# Sample notebook showing end-to-end ML flow using the FedML DSP Library in NVIDIA GPU notebook.

## The FedML DSP Library reads the training data via SAP Datasphere, trains the model, deploys the model in SAP AI Core and the inference result is written back to SAP Datasphere.

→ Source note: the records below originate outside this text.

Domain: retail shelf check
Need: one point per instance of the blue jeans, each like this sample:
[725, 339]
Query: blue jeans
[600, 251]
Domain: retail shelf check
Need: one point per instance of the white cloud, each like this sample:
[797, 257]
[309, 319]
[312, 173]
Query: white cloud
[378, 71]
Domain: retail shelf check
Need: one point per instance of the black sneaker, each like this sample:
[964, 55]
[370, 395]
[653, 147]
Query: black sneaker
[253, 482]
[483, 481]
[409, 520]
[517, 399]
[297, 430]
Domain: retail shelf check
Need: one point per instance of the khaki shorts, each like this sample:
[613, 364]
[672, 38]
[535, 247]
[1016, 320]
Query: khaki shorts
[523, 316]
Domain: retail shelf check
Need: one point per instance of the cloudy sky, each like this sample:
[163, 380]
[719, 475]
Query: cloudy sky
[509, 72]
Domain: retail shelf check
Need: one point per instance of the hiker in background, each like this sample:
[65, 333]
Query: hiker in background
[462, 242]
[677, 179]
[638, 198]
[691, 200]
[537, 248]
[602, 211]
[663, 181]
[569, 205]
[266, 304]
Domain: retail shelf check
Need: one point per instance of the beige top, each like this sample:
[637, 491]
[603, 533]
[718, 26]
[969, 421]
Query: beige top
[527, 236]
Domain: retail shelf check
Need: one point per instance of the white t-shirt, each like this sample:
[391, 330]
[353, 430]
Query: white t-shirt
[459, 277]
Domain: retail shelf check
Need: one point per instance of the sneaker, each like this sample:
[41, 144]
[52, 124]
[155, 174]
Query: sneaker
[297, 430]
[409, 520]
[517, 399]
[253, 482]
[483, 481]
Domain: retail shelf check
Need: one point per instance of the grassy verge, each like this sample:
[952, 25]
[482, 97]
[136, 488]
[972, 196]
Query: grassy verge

## Install fedml_dsp library

In [None]:
%pip install fedml-dsp

In [None]:
from fedml_dsp import DbConnection, Fedml
import cudf, cuml, cupy
import json

## 1. Connect to SAP Datasphere , Explore & Acquire Data

### 1.1 Create DbConnection instance to get data from SAP Datasphere.

In [None]:
with open('config.json', 'r') as f:
    config = json.load(f)

In [None]:
db = DbConnection()

### 1.2 Query the SAP Datasphere data using SQL Queries. Get the data as a CUDF DataFrame

In [None]:
%%time
data = db.get_data_with_headers_cudf('SMALLCOVTYPE_VIEW', 1)

In [None]:
type(data)

In [None]:
data.head(5)

In [None]:
data.info()

### 1.3 Preprocess the data

In [None]:
def preprocess_data(concat_data):
    
    #map categorical values to numbers
    lable = concat_data['cover_type']
    
    #fix datatypes
    df_X = concat_data.drop(['cover_type'], axis=1)
    df_X = df_X.astype('float64')
    
    return df_X, lable

In [None]:
df_X, lable = preprocess_data(data)

## 2. Now, using the data, train the model

In [None]:
x_train, x_test, y_train, y_test  = cuml.train_test_split(df_X, lable, train_size=0.8)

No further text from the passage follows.